There are several strategies to speed up kernel density estimation when N, the number of data points, is large, and we also want to evaluate the KDE at some large number N of locations.
By using k-d trees, we can efficiently handle data in something up to like 10 dimensions. The basic idea is that, for any query point, most data points will be far away, and clumps of far-away points may as well be treated as a single point instead. By carefully choosing when to make this approximation, we can enforce bounds on the error introduced. These bounds are usually better than those attained by Gauss transforms (see below), since they’re based on the data, instead of theoretical upper bounds on accuracy loss.
k-d trees were introduced by Bentley, J. L. (1975). Multidimensional binary search trees used for associative searching. Communications of the ACM, 18(9), 509–517.
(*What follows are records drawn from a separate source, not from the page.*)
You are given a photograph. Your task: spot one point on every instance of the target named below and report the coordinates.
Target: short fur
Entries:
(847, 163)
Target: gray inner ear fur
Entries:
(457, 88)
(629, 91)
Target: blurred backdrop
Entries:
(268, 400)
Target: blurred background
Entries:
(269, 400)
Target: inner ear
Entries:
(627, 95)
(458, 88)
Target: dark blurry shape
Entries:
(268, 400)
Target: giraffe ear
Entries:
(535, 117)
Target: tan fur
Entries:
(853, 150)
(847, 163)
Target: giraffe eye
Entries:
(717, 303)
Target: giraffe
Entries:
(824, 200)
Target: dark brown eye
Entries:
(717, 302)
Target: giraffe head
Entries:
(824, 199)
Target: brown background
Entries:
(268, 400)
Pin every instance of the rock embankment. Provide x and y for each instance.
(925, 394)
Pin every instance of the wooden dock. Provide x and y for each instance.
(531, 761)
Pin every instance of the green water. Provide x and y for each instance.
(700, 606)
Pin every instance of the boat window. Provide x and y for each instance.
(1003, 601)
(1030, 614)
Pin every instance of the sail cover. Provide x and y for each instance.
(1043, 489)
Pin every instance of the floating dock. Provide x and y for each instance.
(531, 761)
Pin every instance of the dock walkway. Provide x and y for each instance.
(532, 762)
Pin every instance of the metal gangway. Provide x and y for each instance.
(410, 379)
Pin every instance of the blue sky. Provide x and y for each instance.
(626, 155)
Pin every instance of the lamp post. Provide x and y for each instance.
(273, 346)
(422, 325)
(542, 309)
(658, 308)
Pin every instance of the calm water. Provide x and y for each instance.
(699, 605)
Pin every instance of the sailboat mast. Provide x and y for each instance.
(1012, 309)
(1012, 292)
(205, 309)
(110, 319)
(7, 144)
Gray, A. G., & Moore, A. W. (2003). Nonparametric density estimation: Toward computational tractability. In Proceedings of the 2003 SIAM International Conference on Data Mining (pp. 203–211). SIAM. doi:10.1137/1.9781611972733.19
High-level overview of the k-d tree method, with rather minimal pseudocode and brief descriptions.
Gray, A. G. (2003, April). Bringing tractability to generalized n-body problems in statistical and scientific computation (PhD thesis). Carnegie Mellon University. http://reports-archive.adm.cs.cmu.edu/anon/2003/CMU-CS-03-222.pdf
Gray’s thesis gives a better exposition of the algorithm.
Lang, D., Klaas, M., & Freitas, N. de (2005). Empirical Testing of Fast Kernel Density Estimation Algorithms (No. TR-2005-03). University of British Columbia. https://www.cs.ubc.ca/cgi-bin/tr/2005/TR-2005-03.pdf
Lang, D. (2004, October). Fast Methods for Inference in Graphical Models (PhD thesis). University of British Columbia. http://citeseerx.ist.psu.edu/viewdoc/download?doi=10.1.1.83.9783&rep=rep1&type=pdf
Lang formulates the algorithm differently (section 3.3.5), in a fashion that is more amenable to easy implementation.
Using a series expansion of the kernel instead of clever data structures. There are a zillion variations.
Lee, D., Moore, A. W., & Gray, A. G. (2005). Dual-tree fast Gauss transforms. Advances in Neural Information Processing Systems. http://machinelearning.wustl.edu/mlpapers/paper_files/NIPS2005_570.pdf
Points out an error in Greengard et al, and suggests a hybrid approach using k-d trees and Gauss transforms together.